I’m not worried about the lactic acid, since that is a product of Lactobacilli, which is not only present in normal vaginal flora but particularly good for the ladyparts (McLean and Rosenstein 2000; Onderdonk et al. 1986; Valore et al. 2002). But I am worried about the citric acid, since it produces moderate irritation and damage to the epithelium, and increases permeability and absorption rates when used to enhance drug delivery (Richardson et al. 1989). Maybe it’s shouldn’t be concerning in the particular way it is released in the RepHresh Brilliant tampon. I honestly don’t know.

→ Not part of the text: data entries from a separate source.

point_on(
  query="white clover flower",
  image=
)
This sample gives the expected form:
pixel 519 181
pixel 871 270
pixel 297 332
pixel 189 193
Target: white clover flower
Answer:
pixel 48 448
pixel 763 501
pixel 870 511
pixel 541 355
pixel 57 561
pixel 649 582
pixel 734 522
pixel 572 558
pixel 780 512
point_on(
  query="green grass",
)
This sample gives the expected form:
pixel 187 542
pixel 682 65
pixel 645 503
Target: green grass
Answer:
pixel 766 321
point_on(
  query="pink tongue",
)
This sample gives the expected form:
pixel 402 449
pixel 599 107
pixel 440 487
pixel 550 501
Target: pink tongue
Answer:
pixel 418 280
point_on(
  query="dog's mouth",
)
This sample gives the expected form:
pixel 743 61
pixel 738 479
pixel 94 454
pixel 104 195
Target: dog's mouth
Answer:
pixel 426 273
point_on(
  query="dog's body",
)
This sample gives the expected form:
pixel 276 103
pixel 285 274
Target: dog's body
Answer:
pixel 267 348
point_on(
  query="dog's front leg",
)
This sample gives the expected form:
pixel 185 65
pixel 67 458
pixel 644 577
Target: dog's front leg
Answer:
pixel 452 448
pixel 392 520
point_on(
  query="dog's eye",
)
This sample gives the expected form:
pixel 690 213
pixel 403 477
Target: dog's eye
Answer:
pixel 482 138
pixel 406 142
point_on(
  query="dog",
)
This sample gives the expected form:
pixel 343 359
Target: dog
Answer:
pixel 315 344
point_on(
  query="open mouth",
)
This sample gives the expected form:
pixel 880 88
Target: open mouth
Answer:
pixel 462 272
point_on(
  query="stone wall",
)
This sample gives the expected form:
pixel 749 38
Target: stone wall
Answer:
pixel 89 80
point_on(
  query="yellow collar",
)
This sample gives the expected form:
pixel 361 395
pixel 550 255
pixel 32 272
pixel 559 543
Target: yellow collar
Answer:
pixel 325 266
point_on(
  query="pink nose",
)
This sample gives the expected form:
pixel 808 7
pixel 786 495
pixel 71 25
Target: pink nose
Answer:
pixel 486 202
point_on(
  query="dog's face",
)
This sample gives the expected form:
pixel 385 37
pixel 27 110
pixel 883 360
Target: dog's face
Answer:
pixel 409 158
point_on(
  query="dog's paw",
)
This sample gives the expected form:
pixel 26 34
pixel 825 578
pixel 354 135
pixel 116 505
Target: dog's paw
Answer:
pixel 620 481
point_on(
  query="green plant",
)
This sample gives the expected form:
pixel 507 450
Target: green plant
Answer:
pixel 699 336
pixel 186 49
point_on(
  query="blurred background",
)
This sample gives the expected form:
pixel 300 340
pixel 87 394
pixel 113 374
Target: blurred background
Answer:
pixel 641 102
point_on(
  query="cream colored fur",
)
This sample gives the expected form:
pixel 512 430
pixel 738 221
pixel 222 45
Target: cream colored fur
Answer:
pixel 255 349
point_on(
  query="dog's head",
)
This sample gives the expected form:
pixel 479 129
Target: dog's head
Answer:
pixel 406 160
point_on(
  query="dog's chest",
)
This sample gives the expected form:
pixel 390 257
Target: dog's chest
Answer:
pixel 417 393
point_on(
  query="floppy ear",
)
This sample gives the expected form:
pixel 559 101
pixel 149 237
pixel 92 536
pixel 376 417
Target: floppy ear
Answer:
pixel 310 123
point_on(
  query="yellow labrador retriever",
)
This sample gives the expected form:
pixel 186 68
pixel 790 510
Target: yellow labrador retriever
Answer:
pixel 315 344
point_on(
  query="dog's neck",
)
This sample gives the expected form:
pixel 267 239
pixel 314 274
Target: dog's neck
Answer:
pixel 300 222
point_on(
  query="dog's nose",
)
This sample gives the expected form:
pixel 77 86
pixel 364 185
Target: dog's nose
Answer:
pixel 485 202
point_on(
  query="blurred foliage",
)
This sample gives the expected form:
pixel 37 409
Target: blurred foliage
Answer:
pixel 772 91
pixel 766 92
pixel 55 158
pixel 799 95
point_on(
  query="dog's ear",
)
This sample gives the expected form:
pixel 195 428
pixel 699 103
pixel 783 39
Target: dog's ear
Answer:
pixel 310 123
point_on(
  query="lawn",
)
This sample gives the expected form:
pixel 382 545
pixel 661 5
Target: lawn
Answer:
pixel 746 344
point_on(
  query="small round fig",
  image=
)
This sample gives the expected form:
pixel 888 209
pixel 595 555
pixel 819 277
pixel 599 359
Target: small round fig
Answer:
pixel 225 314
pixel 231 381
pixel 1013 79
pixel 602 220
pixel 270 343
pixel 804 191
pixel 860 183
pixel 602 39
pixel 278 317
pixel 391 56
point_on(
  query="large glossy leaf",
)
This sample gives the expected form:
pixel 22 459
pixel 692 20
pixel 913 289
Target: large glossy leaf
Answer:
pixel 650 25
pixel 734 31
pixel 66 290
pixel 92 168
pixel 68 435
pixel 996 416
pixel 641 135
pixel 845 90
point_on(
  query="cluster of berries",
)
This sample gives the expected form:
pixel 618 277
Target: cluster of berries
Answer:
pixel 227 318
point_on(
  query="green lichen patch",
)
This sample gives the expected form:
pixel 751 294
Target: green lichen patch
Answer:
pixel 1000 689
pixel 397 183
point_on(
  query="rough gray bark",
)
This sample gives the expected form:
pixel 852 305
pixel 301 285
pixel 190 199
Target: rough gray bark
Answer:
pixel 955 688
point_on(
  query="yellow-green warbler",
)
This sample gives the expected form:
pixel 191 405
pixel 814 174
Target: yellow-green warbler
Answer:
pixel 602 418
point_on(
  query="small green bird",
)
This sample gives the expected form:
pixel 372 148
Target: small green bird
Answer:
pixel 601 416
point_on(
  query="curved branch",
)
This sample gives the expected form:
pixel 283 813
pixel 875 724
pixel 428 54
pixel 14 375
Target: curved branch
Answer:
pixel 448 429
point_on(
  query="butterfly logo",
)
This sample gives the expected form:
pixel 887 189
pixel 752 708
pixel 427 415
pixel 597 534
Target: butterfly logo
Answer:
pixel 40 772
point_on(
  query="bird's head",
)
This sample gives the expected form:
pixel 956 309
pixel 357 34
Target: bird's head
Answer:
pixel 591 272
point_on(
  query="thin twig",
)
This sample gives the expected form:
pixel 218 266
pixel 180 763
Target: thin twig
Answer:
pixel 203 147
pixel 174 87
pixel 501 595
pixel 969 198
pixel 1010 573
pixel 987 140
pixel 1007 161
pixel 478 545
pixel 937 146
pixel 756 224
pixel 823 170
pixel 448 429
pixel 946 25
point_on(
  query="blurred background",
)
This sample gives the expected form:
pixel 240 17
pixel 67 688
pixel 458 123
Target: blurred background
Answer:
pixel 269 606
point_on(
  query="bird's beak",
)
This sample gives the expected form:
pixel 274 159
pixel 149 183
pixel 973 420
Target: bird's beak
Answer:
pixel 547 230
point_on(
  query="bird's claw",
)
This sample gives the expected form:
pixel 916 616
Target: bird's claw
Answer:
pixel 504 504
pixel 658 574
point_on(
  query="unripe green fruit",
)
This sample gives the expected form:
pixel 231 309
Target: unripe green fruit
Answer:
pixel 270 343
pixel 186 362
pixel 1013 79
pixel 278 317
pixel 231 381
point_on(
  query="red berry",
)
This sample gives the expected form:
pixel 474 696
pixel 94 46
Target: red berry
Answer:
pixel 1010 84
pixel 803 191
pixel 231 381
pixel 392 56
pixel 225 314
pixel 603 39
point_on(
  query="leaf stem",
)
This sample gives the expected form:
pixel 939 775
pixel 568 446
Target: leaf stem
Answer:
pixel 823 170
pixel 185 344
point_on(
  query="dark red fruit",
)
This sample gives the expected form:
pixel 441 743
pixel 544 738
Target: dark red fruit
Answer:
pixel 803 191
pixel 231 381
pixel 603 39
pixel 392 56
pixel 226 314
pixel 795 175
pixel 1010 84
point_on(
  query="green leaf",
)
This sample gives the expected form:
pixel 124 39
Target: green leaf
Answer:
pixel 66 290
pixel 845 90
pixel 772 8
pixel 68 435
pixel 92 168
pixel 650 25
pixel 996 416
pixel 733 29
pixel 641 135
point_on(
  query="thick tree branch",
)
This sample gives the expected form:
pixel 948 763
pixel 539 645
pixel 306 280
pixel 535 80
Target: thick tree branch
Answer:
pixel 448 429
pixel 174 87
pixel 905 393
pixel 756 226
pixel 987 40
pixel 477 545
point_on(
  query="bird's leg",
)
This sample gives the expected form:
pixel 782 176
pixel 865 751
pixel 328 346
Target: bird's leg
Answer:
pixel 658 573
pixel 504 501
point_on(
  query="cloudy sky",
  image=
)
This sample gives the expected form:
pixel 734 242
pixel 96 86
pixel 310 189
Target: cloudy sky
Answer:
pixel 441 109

I certainly am happy to see a company taking a woman’s actual vaginal pH into account in the making of their products. Give the tampon a try if you are so inclined, and let me know how it goes. I think I’m going to just let my vagina regulate itself, since vaginal flora repopulates naturally and quickly after menses on its own (Keane et al. 1997; Onderdonk et al. 1986; Wagner and Ottesen 1982).
Brzezinski A, Stern T, Arbel R, Rahav G, and Benita S. 2004. Efficacy of a novel pH-buffering tampon in preserving the acidic vaginal pH during menstruation. International Journal of Gynecology and Obstetrics 85(3):298-300.
Keane F, Ison C, and Taylor-Robinson D. 1997. A longitudinal study of the vaginal flora over a menstrual cycle. International Journal of STD and AIDS 8(8):489-494.
McLean N, and Rosenstein I. 2000. Characterisation and selection of a Lactobacillus species to re-colonise the vagina of women with recurrent bacterial vaginosis. J Med Microbiol 49:543-552.
Onderdonk A, Zamarchi G, Walsh J, Mellor R, Munoz A, and Kass E. 1986. Methods for quantitative and qualitative evaluation of vaginal microflora during menstruation. Applied and Environmental Microbiology 51(2):333-339.
Richardson JL, Minhas PS, Thomas NW, and Illum L. 1989. Vaginal administration of gentamicin to rats. Pharmaceutical and morphological studies using absorption enhancers. International Journal of Pharmaceutics 56(1):29-35.
Strassmann BI. 1997. The biology of menstruation in Homo sapiens: Total lifetime menses, fecundity, and nonsynchrony in a natural-fertility population. Current Anthropology 38(1):123-129.
Valore E, Park C, Igreti S, and Ganz T. 2002. Antimicrobial components of vaginal fluid. Am J Obstet Gynecol 187:561-568.
Wagner G, and Ottesen B. 1982. Vaginal physiology during menstruation. Annals of Internal Medicine 96(Part 2):921-923.